As malformações em idade pediátrica podem estar presentes ao nascimento ou manifestar-se em etapas mais avançadas da vida. Estas apresentam uma incidência mundial entre os 3% e os 6% e a sua deteção pré-natal é cada vez mais frequente, permitindo uma orientação e planificação precoce da sua correção. Descrevo algumas das malformações mais frequentes, orientadas e corrigidas por Cirurgia Pediátrica.

 

  • Fenda lábio-palatina – é uma malformação facial desfigurante, cuja intervenção cirúrgica é multidisciplinar. A Cirurgia Pediátrica realiza a correção da fenda labial pelos 3-4 meses e o encerramento do palato entre os 12 e 15 meses.
  • Atrésia do esófago – trata-se de uma interrupção do esófago, impossibilitando a alimentação. A cirurgia, realizada após o nascimento, pode ser por toracotomia (abertura lateral do tórax) ou toracoscopia (através de pequenos orifícios torácicos); consiste na união das duas porções afastadas do esófago e no encerramento da comunicação entre a traqueia e o esófago (presente na maioria dos casos).
  • Hérnia umbilical – pequena malformação do encerramento dos músculos da parede abdominal, que pode ter resolução espontânea até aos 5 anos de idade.

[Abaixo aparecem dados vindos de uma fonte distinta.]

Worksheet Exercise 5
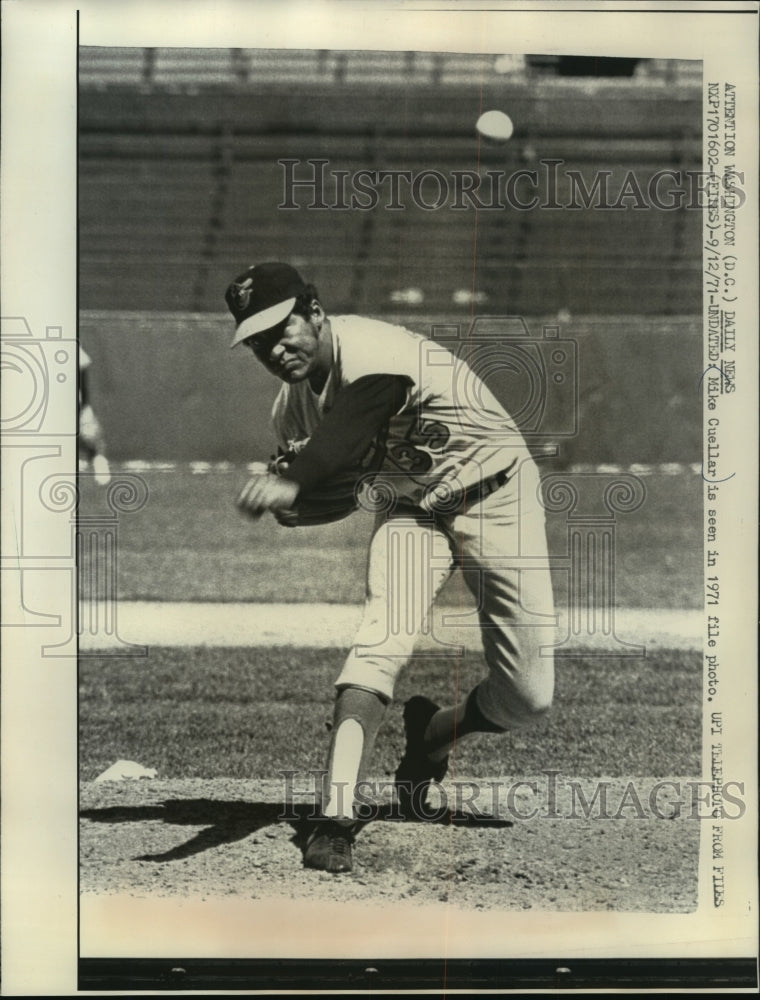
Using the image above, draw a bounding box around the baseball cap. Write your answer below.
[224,261,306,347]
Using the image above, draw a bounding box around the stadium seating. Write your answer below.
[79,48,701,315]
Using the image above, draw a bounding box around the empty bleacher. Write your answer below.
[79,48,701,314]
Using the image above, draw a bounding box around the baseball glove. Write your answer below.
[269,451,362,528]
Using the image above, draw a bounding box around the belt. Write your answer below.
[462,462,515,507]
[424,459,517,514]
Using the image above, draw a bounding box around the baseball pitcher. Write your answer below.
[225,262,555,873]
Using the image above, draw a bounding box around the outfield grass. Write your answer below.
[80,467,703,608]
[80,647,701,780]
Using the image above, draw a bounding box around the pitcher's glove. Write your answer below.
[268,451,362,528]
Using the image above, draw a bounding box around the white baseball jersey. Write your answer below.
[272,316,529,506]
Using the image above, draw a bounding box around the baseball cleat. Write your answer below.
[396,695,449,819]
[303,819,354,875]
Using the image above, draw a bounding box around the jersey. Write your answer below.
[272,316,529,509]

A sua correção consiste no encerramento desse defeito e é realizada em regime de ambulatório.
  • Hérnia inguinal – nas crianças é maioritariamente associada à persistência de um canal entre o abdómen e o escroto/grandes lábios, por onde passa intestino, gordura ou ovário. A sua correção deve ser realizada após o diagnóstico e consiste no encerramento deste canal, por via aberta (através de uma abertura na região inguinal/virilha) ou por via laparoscópica (sem cicatriz), em regime de ambulatório.

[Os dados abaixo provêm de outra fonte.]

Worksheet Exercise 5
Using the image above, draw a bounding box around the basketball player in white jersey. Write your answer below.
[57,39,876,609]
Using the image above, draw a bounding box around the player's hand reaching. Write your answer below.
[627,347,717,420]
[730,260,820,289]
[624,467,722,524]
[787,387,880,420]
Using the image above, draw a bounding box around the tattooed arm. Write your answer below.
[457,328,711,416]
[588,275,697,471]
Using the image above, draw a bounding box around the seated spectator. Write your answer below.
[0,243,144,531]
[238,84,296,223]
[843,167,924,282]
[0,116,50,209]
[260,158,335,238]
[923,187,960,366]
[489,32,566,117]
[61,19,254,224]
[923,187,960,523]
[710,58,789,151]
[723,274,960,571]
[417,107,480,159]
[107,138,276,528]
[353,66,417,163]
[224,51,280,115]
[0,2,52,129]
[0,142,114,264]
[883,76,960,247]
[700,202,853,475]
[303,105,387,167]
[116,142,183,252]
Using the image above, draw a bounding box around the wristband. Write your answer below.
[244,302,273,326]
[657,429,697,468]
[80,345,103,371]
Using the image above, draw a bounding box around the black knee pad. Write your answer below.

  • Malformação anorretal – consiste numa abertura do reto fora do local habitual ou ausência de ânus, com o intestino a terminar numa comunicação com o trato urinário ou genital. A correção cirúrgica consiste numa reconstrução do reto e do ânus, podendo ser necessária previamente (no período neonatal) uma colostomia.
  • Hipospádias – trata-se de uma malformação do pénis, em que o orifício por onde sai a urina termina mais cedo do que devia (na face anterior do pénis ou no escroto). Pode associar-se a prepúcio aberto e a curvatura do pénis. Cirurgicamente, é efetuada (a partir dos 12 meses) uma reconstrução do pénis, podendo ser necessária mais do que uma intervenção.
  • Testículo não descido – nesta situação é realizado, a partir dos 9-12 meses, o encerramento do canal peritoneo-vaginal (comunicação entre o abdómen e o escroto) e a mobilização e fixação do testículo na bolsa escrotal, também em regime de ambulatório.

A Cirurgia Pediátrica tem um papel preponderante na correção de muitas das malformações estruturais ou anatómicas em crianças, atingindo em muitos casos taxas de sucesso superiores a 90%.